OSSCAR: One-Shot Structured Pruning in Vision and Language Models with Combinatorial Optimization

Xiang Meng,Shibal Ibrahim,Kayhan Behdin,Hussein Hazimeh,Natalia Ponomareva,Rahul Mazumder
2024-03-03
Abstract:Structured pruning is a promising approach for reducing the inference costs of large vision and language models. By removing carefully chosen structures, e.g., neurons or attention heads, the improvements from this approach can be realized on standard deep learning hardware. In this work, we focus on structured pruning in the one-shot (post-training) setting, which does not require model retraining after pruning.
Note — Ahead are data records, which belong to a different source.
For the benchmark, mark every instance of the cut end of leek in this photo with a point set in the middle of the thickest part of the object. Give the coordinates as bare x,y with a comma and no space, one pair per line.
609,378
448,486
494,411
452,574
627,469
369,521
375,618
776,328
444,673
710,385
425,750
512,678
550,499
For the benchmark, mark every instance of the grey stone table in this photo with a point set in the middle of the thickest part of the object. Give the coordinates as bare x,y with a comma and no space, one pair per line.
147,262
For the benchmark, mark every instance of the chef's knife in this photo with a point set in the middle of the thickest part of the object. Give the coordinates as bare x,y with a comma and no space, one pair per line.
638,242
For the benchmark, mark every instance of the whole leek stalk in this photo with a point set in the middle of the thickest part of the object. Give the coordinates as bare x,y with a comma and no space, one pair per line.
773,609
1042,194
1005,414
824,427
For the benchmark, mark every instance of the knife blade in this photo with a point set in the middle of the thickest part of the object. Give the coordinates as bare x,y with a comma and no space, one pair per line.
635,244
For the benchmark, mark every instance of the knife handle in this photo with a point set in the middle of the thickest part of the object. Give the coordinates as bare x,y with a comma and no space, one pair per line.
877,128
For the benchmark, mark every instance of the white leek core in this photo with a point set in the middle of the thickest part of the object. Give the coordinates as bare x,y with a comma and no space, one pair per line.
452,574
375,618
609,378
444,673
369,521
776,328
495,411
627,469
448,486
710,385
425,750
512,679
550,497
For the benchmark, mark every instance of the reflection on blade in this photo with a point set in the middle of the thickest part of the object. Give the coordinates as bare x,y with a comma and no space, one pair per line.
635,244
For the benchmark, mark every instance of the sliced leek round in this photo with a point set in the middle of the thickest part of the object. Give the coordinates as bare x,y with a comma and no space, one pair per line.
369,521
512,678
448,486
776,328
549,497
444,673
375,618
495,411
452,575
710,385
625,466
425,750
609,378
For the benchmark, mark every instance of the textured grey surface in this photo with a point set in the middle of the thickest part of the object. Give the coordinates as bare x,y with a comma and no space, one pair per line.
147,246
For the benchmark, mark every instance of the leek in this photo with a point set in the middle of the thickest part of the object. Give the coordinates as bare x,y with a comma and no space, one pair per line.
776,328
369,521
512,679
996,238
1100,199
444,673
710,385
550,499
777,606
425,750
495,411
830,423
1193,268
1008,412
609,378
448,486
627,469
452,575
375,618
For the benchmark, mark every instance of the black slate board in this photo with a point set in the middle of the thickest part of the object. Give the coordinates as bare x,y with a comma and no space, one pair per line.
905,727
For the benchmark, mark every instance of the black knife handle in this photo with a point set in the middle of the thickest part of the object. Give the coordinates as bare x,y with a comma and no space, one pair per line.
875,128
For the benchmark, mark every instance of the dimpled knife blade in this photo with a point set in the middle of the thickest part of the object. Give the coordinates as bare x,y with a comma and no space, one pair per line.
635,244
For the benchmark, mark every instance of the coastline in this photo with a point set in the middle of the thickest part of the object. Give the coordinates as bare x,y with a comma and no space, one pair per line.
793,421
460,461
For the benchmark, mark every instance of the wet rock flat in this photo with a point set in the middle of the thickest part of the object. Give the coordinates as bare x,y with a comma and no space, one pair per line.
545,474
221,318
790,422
We propose a novel combinatorial optimization framework for this problem, based on a layer-wise reconstruction objective and a careful reformulation that allows for scalable optimization. Moreover, we design a new local combinatorial optimization algorithm, which exploits low-rank updates for efficient local search. Our framework is time and memory-efficient and considerably improves upon state-of-the-art one-shot methods on vision models (e.g., ResNet50, MobileNet) and language models (e.g., OPT-1.3B -- OPT-30B). For language models, e.g., OPT-2.7B, OSSCAR can lead to $125\times$ lower test perplexity on WikiText with $2\times$ inference time speedup in comparison to the state-of-the-art ZipLM approach. Our framework is also $6\times$ -- $8\times$ faster. Notably, our work considers models with tens of billions of parameters, which is up to $100\times$ larger than what has been previously considered in the structured pruning literature.
Computer Vision and Pattern Recognition,Machine Learning
What problem does this paper attempt to address?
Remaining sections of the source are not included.